似た目は普通に可愛い女の子で、黄色いショートヘアで手足を細くモデル体型といったところか。そして何よりデカい。何がとは言わないがデカい。ここだけを見れば普通の女の子だが、頭には触角が、そして背中には羽が生えていた。お尻には蜂の腹部が付いており、蜂の亜人ってところだった。
「あの、お初にお目にかかります女王様! 私は第17攻撃部隊の二等兵であります! この度は私のような使い捨ての駒に力を与えてくださり、ありがとうございます! 誠心誠意お力になれるよう、精進いたします!」
俺が驚きのあまりなにも話せないでいると、目の前の蜂の少女はそんなことを言い出した。なんか、もう誰か俺の代わりにツッコミ入れてくれ。
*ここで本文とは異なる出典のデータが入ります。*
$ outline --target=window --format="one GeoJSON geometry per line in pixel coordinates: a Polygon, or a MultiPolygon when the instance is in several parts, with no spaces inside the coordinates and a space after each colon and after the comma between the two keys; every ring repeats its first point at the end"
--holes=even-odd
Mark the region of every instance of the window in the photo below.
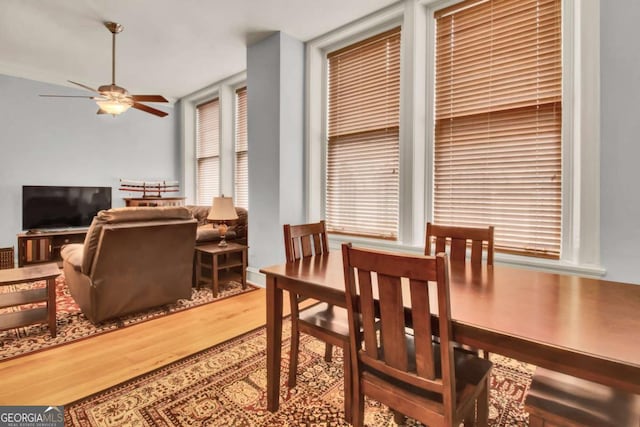
{"type": "Polygon", "coordinates": [[[434,221],[493,224],[496,249],[560,256],[560,0],[435,13],[434,221]]]}
{"type": "Polygon", "coordinates": [[[327,230],[395,240],[400,28],[329,53],[327,67],[327,230]]]}
{"type": "Polygon", "coordinates": [[[197,203],[210,205],[220,194],[220,103],[196,107],[197,203]]]}
{"type": "Polygon", "coordinates": [[[236,90],[236,167],[235,198],[236,206],[249,208],[249,153],[247,142],[247,88],[236,90]]]}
17攻撃部隊って何? なんで軍隊みたいな階級制度? 俺難しいこと分かんないよ?
「俺、女王? 君、名前は?」
「はい、女王様は女王様お一人だけです! それにただの働きバチだった私に名前なんて必要ありません! 私たちは好みを呈して女王様のお役に立つために存在し、それを最大の喜びとしているのです! 名前なんてたいそうなもの私たちにはもったいないです!」
さも当然のように言ってるけどやめてくれ。何も知らない奴がこの場面だけ見たら俺がとんだ鬼畜野郎だと思われるじゃないか。ってかそういや今まで何も考えずにこき使ってたけど.... 神様、これからは悔い改めます。
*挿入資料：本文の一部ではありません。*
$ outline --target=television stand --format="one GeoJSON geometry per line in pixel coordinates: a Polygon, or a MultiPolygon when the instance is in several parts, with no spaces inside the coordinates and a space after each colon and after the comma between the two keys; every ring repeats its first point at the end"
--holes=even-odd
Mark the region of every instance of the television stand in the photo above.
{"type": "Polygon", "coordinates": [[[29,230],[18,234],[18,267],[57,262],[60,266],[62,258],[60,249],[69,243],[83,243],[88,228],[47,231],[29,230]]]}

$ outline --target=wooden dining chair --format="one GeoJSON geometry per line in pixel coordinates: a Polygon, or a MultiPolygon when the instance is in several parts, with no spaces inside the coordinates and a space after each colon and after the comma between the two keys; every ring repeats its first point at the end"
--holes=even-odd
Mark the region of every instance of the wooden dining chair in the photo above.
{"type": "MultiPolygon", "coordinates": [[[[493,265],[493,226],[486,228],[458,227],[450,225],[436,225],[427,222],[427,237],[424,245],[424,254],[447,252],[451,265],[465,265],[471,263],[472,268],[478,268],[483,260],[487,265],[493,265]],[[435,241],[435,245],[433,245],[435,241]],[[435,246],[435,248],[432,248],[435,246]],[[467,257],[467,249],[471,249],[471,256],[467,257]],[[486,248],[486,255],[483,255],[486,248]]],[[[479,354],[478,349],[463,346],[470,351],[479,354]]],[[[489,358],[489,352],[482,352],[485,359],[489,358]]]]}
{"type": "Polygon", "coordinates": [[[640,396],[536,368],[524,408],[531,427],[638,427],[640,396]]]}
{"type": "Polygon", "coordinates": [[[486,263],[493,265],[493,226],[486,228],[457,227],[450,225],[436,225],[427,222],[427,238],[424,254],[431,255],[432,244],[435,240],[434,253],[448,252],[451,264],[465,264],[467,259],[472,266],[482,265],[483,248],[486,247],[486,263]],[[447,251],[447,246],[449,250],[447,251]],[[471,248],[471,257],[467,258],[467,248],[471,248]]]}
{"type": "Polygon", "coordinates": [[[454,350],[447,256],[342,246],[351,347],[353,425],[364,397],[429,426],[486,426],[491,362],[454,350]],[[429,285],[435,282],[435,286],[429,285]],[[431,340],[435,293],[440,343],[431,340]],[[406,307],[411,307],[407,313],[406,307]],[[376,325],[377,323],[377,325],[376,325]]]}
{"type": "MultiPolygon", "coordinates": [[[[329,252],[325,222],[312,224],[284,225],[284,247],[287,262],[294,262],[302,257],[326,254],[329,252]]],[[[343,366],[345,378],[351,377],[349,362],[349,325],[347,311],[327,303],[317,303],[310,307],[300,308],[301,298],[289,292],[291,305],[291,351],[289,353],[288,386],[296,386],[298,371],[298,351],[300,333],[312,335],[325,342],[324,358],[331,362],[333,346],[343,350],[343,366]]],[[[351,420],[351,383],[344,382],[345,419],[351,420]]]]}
「と、とりあえず服を着てくれ。そのままの格好だといらん誤解」
「服なんて私には勿体ないです!このままで大丈夫です!」
「俺が大丈夫じゃないんだよっ! こんなとこ見られでもしたら――」
「貴方、一体何をしていますの?」
突如背後から声がした。冷や汗をかきながら振り返るとそこには俺を軽蔑するかのような冷たい目線でこちらを見るマリアナの姿があった。
to be continued....
一日平均150人以上の方に読んでいただけているみたいでとても感謝しています。